I need to prove the following equation.
$$\frac{(n!)!}{(n!)^{(n-1)!}} = x , x\in \mathbb Z$$
In other words, I want to prove that $\frac{(n!)!}{(n!)^{(n-1)!}}$ is an integer. It can be solved easily using Mathematical Induction, but I want to prove it by other methods.
Combinatorial proof:
Consider the number of ways to divide $n!$ objects in $(n-1)!$ groups of $n$ objects each, where the ordering in each group does not matter. This is clearly an integer.
Now notice that the number of ways to do this where the order does matter in each group is $(n!)!$, and the number ways to order objects in each group is $n!$. Since the number of groups is $(n-1)!$, the number of ways to divide $n!$ objects in $(n-1)!$ groups of $n$ objects each where the ordering does not matter is equal to $\frac{(n!)!}{(n!)^{ (n-1)! }}$, which is hence an integer.

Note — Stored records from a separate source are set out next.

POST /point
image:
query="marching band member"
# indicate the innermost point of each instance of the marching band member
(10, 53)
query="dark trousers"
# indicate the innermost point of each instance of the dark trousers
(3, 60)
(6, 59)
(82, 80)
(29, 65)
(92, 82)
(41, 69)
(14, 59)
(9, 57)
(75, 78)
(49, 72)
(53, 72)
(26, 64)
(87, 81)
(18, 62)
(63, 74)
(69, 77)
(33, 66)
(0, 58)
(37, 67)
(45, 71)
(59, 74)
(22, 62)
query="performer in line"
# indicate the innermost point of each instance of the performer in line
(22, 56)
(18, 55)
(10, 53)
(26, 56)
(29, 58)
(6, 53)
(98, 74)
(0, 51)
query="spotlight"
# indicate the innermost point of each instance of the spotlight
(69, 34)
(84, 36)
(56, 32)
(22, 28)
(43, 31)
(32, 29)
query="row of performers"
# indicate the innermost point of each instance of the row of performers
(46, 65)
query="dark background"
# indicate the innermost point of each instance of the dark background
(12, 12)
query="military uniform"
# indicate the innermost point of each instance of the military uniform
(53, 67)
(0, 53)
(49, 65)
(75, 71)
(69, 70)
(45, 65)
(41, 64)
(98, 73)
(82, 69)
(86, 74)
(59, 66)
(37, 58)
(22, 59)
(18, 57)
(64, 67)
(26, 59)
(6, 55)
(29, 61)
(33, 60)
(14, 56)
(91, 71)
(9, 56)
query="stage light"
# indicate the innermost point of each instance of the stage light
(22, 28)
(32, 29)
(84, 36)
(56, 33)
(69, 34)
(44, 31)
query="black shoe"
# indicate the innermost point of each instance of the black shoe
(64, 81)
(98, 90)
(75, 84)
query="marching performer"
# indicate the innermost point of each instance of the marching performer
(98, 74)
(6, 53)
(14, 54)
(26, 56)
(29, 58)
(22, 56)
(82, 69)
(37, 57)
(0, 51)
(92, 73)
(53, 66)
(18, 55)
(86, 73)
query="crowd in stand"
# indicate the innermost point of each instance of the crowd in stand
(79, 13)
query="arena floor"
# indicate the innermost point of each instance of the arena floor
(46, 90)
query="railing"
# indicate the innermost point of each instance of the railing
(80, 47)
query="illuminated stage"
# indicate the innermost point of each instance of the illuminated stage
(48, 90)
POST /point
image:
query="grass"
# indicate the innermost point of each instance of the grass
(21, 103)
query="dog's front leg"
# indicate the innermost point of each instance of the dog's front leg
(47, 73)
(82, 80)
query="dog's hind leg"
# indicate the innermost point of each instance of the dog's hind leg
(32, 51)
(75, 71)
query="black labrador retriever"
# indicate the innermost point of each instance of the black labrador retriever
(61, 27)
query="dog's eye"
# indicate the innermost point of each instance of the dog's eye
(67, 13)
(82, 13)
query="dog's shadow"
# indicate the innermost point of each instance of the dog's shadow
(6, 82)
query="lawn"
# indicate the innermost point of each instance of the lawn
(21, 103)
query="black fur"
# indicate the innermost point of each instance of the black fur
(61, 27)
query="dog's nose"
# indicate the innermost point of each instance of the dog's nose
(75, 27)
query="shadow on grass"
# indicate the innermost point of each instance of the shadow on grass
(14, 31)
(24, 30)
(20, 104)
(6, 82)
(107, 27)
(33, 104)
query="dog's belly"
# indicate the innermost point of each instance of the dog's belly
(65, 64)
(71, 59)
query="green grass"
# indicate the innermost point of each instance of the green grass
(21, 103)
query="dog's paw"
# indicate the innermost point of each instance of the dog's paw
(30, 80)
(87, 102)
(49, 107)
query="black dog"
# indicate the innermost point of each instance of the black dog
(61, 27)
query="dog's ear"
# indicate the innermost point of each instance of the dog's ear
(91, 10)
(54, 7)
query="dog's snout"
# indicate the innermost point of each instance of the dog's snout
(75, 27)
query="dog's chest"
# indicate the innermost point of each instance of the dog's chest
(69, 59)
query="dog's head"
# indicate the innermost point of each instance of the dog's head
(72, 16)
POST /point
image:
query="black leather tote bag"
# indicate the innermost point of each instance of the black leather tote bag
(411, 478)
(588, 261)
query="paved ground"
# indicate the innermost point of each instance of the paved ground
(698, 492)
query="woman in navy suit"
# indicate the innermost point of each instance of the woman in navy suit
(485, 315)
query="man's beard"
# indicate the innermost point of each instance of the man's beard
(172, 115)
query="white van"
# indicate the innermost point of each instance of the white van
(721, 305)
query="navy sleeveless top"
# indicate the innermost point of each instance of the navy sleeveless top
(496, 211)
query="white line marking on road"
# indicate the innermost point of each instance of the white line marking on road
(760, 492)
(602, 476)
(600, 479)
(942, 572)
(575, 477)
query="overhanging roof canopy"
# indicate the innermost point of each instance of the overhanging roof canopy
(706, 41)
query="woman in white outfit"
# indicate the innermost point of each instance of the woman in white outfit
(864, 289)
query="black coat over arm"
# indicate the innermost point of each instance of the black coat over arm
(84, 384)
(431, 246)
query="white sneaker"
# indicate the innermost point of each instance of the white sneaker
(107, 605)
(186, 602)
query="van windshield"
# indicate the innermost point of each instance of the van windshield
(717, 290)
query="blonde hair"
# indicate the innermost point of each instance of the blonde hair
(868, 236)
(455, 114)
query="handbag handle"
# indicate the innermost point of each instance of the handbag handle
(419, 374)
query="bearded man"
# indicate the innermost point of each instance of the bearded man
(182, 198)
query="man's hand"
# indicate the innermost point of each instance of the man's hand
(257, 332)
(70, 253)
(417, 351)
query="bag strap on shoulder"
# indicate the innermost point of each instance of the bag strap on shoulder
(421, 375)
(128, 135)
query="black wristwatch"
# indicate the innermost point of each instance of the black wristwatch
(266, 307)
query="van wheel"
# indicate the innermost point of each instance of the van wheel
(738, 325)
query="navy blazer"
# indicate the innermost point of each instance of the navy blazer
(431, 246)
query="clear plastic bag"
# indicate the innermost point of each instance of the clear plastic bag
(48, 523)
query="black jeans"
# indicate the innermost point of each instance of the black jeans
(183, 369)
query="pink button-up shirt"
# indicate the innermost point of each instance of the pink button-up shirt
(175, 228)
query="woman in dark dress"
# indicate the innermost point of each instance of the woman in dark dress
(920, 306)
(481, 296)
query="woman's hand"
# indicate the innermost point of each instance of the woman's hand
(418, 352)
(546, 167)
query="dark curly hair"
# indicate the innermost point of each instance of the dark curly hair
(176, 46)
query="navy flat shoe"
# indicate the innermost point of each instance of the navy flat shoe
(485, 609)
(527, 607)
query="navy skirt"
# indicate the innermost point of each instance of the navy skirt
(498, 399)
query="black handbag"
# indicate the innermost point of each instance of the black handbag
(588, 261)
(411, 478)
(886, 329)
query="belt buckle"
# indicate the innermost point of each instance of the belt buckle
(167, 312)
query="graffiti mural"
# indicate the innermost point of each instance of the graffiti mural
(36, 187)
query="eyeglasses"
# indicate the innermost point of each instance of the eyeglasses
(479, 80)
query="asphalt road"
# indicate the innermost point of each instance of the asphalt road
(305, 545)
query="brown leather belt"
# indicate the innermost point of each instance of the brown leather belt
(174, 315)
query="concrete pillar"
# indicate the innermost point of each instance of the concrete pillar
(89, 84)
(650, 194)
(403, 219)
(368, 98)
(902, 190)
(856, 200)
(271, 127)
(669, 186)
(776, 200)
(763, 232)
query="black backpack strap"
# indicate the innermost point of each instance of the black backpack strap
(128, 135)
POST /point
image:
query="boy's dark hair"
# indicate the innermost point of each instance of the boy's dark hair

HINT: Apply Legendre's theorem and note that $\lfloor nx\rfloor\geq n\lfloor x\rfloor$ for positive $n$ and $x$.
Consider any prime factor $p$, we will show that $p$ divides the numerator more times than it divides the denominator.
The number of times $p$ divides $k!$, for any $k$, is given by: $$ \sum_{i \ge 1} \left\lfloor \frac{k}{p^i} \right\rfloor = \left\lfloor \frac{k}{p} \right\rfloor + \left\lfloor \frac{k}{p^2} \right\rfloor + \left\lfloor \frac{k}{p^3} \right\rfloor + \left\lfloor \frac{k}{p^4} \right\rfloor + \cdots. $$ Therefore, the number of factors of $p$ in the numerator is $$ \sum_{i \ge 1} \left\lfloor \frac{n!}{p^i} \right\rfloor \tag{1} $$ And the number of factors of $p$ in the denominator is $$ (n-1)! \cdot \sum_{i \ge 1} \left\lfloor \frac{n}{p^i} \right\rfloor = \sum_{i \ge 1} (n-1)! \left\lfloor \frac{n}{p^i} \right\rfloor $$ The result follows term-by-term, since $$ (n-1)! \left\lfloor \frac{n}{p^i} \right\rfloor \le \left\lfloor \frac{(n-1)! \cdot n}{p^i} \right\rfloor = \left\lfloor \frac{n!}{p^i} \right\rfloor . $$